I had only two complaints about the film: first, a certain over-emphasis on the “American-ness” of Joffrey and the too-frequent references to Balanchine in negative terms, as “beholden” to European forms or “measured” (in contrast to Joffrey and Arpino’s dynamism) in his approach. I would argue that “measured” is not the first word that comes to mind when thinking of Balanchine, and that his dialogue with European ballet was the very substance of his innovation. In any case, such repeated references revealed a chip on the shoulder that was diminishing to Joffrey’s legacy rather than celebratory or positive. Joffrey and Arpino’s achievements should speak for themselves. Secondly, the talking heads in the film were too few; it would have been interesting to hear a wider range of points of view. But much supporting material is available on a connected website, joffreymovie.com, which is well worth perusing.

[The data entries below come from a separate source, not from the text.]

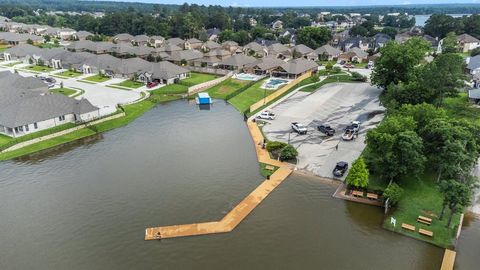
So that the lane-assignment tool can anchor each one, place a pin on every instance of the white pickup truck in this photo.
(299, 128)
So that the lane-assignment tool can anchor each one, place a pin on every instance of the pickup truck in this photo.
(349, 134)
(266, 115)
(326, 129)
(340, 169)
(299, 128)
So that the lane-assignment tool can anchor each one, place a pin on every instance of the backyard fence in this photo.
(202, 86)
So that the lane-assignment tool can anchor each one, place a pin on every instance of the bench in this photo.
(372, 196)
(424, 220)
(408, 227)
(269, 167)
(426, 232)
(357, 193)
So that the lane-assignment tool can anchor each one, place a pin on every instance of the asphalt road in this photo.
(334, 104)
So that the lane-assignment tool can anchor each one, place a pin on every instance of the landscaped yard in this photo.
(130, 84)
(64, 91)
(69, 73)
(422, 198)
(225, 88)
(13, 64)
(248, 97)
(197, 78)
(37, 68)
(97, 78)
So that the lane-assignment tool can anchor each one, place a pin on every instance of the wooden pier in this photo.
(239, 212)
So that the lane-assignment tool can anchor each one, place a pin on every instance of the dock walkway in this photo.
(239, 212)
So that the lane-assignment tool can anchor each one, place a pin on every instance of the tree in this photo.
(358, 174)
(449, 43)
(288, 153)
(394, 149)
(314, 37)
(393, 193)
(398, 61)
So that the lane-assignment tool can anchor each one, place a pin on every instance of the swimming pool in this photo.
(274, 83)
(246, 77)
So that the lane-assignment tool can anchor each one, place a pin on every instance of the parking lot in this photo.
(336, 105)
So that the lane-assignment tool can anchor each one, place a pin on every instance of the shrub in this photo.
(358, 175)
(288, 153)
(275, 146)
(393, 192)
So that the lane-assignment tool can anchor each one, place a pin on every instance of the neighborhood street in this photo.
(336, 105)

Another film in the festival, “Balanchine in Paris,” by the French filmmaker Dominique Delouche, was an intimate portrait of particular slice of the Balanchine universe, his work with French ballerinas. Both Ghislaine Thesmar and Violette Verdy are interviewed, and also shown both in archival footage (sublime) and in recent coaching sessions with current members of the Paris Opéra Ballet. There is also footage of Alicia Markova, one of the “baby ballerinas” of Diaghilev’s Ballets Russes, teaching the nuances of the role of the nightingale in Balanchine’s “Chant du Rossignol” to a young dancer (Myriam Ould-Braham) at the Opéra. Markova’s understanding of the role is profound, and legible in the examples she shows to her pupil, at the venerable age of ninety. (You can see this on YouTube: http://www.youtube.com/watch?v=16TB_PkzKC4 ). It is also evident how difficult it is to break through habits of contemporary technique: incredibly high extensions, perfect positions, a tendency to rely on muscle or esthetics rather than interpretation. In the work of all three former ballerinas, the detail, intelligence, and musicality of their imaginations shines through. Violette Verdy, in particular, is able to articulate the most subtle detail, as when she distinguishes between two swoons in a pas de deux from “Liebeslieder Waltzer”: in the first one, she tells the ballerina that the woman “fait semblant d’être soumise” (pretends to be submissive), while in the second, “je crois que c’est du vrai” (I think it’s for real). In explaining a passage from “Sonatine,” with music by Ravel, she tells the ballerina that a certain, playful moment, is “très Ginger et Fred.” It changes the quality of the movement completely, makes it more free, less effete. Then we see a short clip of Verdy in “Sonatine”—she is all charm, all music, all warmth. By contrast, the present-day ballerinas come across as exquisite, but cold. Verdy’s constant refrain is, “un peu plus riche, plus généreux.” Words to live by.